The author and journalist, Sagarika Ghose, said that the 2021 assembly elections in Bengal can be compared to the Battle of Plassey when the army of the East India Company led by Robert Clive defeated the much larger force of the then Nawab of Bengal, Siraj-ud-Daulah. Clive succeeded because he was not just a military leader but also a strategist who won over the nawab’s commanders like Mir Jafar. The BJP, too, has won over key commanders of the TMC like Suvendu Adhikari. Even if there are some who would describe her contention as exaggerated and consider her analogy stretched, few would disagree that the impact of the Bengal elections would be pivotal to Indian politics and its after-effects may be felt for decades.
The political psychologist, Ashis Nandy, said that in these elections the West Bengal chief minister, Mamata Banerjee, is pitted against a man “who is presiding over the destiny of 1.3 billion Indians”. The question that Nandy and others have raised in the larger political context is whether voters perceive political parties and leaders not in binary black-and-white terms but as ‘lesser’ or ‘greater’ evils while preferring the former. Will such perceptions influence voting trends in the Modi versus Mamata battle?

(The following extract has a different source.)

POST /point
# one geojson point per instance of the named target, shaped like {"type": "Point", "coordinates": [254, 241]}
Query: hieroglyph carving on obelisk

One of the biggest changes that Modi has brought about is that India’s multi-party elections have been converted into an American-style contest between two personalities. Hence, his party’s frequent reference to Rahul Gandhi. The BJP, on its own, increased its vote share from around 31.3 per cent to 37.4 per cent between 2014 and 2019, while that of the National Democratic Alliance went up from approximately 37 per cent to around 45 per cent implying that in 2019 more than half of those who voted did not support either the BJP or its partners.
But the ‘personalization’ of politics cuts both ways, particularly in Bengal. Just as Modi is bigger than the party he leads, so is Mamata Banerjee. She is the TMC. In this electoral battle between the two, there is a difference however. Didi’s emotional appeals to voters in general and to women in particular may give her an edge over the BJP. And this is where parochial appeals could matter. Subterranean understandings and covert coalitions cannot be ruled out. If the outcome of the polls is close, a variant of the ‘Maharashtra model’ could be replicated in Bengal, again with a difference because the BJP has no allies in Bengal like the Shiv Sena.
One famous quote that Bengali ‘exceptionalists’ still love — while others pour scorn over it is — the one attributed to the ‘moderate’ Congress leader from Maharashtra, Gopal Krishna Gokhale, who died at the young age of 48 in 1915. Both Mohandas Karamchand Gandhi and Mohammed Ali Jinnah considered Gokhale to be their mentor. But the economic decline of Bengal began soon afterwards with the capital moving from Calcutta to Delhi followed by the bloody partition of the subcontinent and the de-industrialization of the state. Will Gokhale be proved right or wrong more than a century later?
The answer to this question would depend on the ideological predilections and perspectives of the particular reader. How many voters in Bengal are cognizant of the national importance of their franchise? I wish I knew. Will May 2 provide us the answers? The wait could be excruciatingly long, like the elections conducted over eight phases in the state for the first time.